The oversupply of carotenes not in humans leads to an over- supply of vitamin A ( hypervitaminosis A), because the body down regulates the conversion of carotene to vitamin A accordingly. An excess of carotenes makes itself visually noticeable yellowing of the skin ( Carotinämie, " Karottenikterus "), but is not in need of treatment because no hypervitaminosis present.

A (longer ) oversupply of about 15 mg ( = 50,000 IU) of vitamin A can, in contrast, cause vomiting, diarrhea, headache, increased intracranial pressure ( pseudotumor cerebri ), decrease the Knochengewebsdichte (osteoporosis), enlargement of liver and spleen, reduction in thyroid activity lead and painful growths of the periosteum.
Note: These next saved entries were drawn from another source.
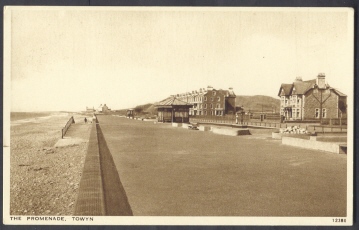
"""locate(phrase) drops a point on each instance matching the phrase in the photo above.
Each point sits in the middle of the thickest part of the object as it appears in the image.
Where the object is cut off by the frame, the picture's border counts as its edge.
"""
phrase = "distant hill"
(255, 103)
(252, 103)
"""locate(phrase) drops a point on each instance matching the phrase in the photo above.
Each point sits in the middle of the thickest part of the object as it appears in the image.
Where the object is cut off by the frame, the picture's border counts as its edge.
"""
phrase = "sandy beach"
(45, 179)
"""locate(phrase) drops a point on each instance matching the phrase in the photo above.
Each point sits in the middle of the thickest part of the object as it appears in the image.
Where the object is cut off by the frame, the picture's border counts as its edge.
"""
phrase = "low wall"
(204, 128)
(277, 135)
(185, 125)
(311, 144)
(230, 132)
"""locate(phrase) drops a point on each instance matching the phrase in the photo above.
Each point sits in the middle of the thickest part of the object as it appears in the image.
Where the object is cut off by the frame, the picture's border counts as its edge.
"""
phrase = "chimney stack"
(298, 78)
(321, 81)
In general, higher single doses can be considered safe, while repeatedly rather take higher doses the risk of intoxication in itself. For daily doses of more than 7.5 mg ( = 25,000 IU ) a number of hepatotoxic effects after several years of supply have been described, some of them fatal.

A single study showed the teratogenic properties in receiving 30,000 IU of vitamin A, could not be confirmed. The security of a dose of 10,000 IU is shown more than once. The recommendation of a daily dose of 2,500 IU ( 0.75 mg) seems justified.

Diagnostics

The serum level for the diagnosis of hypervitaminosis is inappropriate. A sure indicator, however, is the relation of vitamin A to RBP (retinol - binding protein). If the serum binding capacity by RBPs, then there is free vitamin A, which unfolds toxic effect.